The prophylactic anti-anginal agent,
perhexiline, may also be effective in
acute coronary syndromes and advanced aortic valvular
stenosis, conditions associated with enhanced
inflammation. Its potential effects on
superoxide formation via
NADPH oxidase were measured by
lucigenin-mediated chemiluminescence.
Perhexiline inhibited
superoxide formation in intact neutrophils stimulated with formyl
Met Leu Phe (fMLP) 4 muM or with
phorbol myristate acetate (PMA) 162 nM - IC50 2.3 microM (1.5-3.6), n=4. Sub-unit assembly of
NADPH oxidase by PMA was unaffected by pretreatment with
perhexiline 2 microM, a concentration which reduced
superoxide formation by 44+/-5% (n=4) in intact neutrophils.
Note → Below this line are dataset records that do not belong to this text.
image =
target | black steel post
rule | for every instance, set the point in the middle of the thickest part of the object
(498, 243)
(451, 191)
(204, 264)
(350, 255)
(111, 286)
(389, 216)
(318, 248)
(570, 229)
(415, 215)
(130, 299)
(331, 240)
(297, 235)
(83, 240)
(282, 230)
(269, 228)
Perhexiline inhibited preassembled neutrophil
NADPH oxidase and that in membranes of pig valve interstitial cells, human umbilical vein endothelial cells (HUVECs) and cardiac fibroblasts, but not that in rat aorta (rings or membrane preparations). These data imply that
perhexiline inhibits the phagocytic
NADPH oxidase directly, and that pig aortic valvular interstitial cells possess a similar
enzyme, a conclusion supported by immunohistochemical localisation of the gp91phox subunit in these cells. However further study is required to clarify the effect of
perhexiline on different
NADPH oxidase isoforms particularly in the vasculature.